Seeds that can travel beyond 500 m change common agricultural practices that focus on field-level suppression or eradication. Seed dispersal distances may stretch kilometres, effectively decoupling a farmer's management decision from the resulting weed control. A neighbour's field that contains a wind-dispersed weed will continue to act as a source for invasion into adjacent fields irrespective of the intrafield management practices to maximize control in the adjacent fields. In the case of glyphosate-resistant weeds, this work demonstrates that the invasion speed of herbicide-resistant biotypes is far greater than previously thought. Significantly expanding the spatial extent of resistant C. canadensis will increase the cost of managing such populations and compromise weed control, thus limiting the value of glyphosate-resistant crops. One solution is co-operation among farmers in an area-wide approach, to slow the spread of this and other wind-dispersed species.

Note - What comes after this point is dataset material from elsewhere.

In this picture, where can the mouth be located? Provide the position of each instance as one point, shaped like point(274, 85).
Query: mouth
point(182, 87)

Co-operation could be used in conjunction with active adaptive management (AAM). This process of making choices about management includes a feedback loop to adjust the management strategy as information about the success or failure is gathered (Shea et al. 2002). One problem noted by the authors is lack of replication in time and space to allow producers to learn from others’ management decisions. With the glyphosate-resistant horseweed biotype now widespread throughout eastern and central USA (Heap 2006), and no definitive management protocol, experiments to determine effective management practices are occurring simultaneously on a large scale. Already farmers who have faced glyphosate-resistant populations have developed useful techniques for slowing the spread out of their fields, often re-incorporating tillage or herbicide mixtures in their management plans (M. VanGessel, personal observation). Unfortunately, lack of co-ordinated or deliberate sharing of results limits the ability of the producers to learn about management decisions that reduce the potential of invasion into their fields. AAM, along with co-operation and information sharing, has the potential to offer farmers applicable solutions that will impact the surrounding network of farms. Providing farmers with options requires understanding the probability that C. canadensis seeds will arrive and establish in their fields. One-dimensional spatial analyses can yield predictions about the distances seeds may disperse, which can be combined with survivorship data to provide a level of risk to surrounding farms. A two-dimensional approach examines more closely the relationship of wind velocity and corresponding spatial seed distribution to yield in-field management decisions at a landscape scale. Collectively, these spatial analyses quantify the dispersal ability for this common agricultural weed and provide a framework for study of other wind-dispersed species.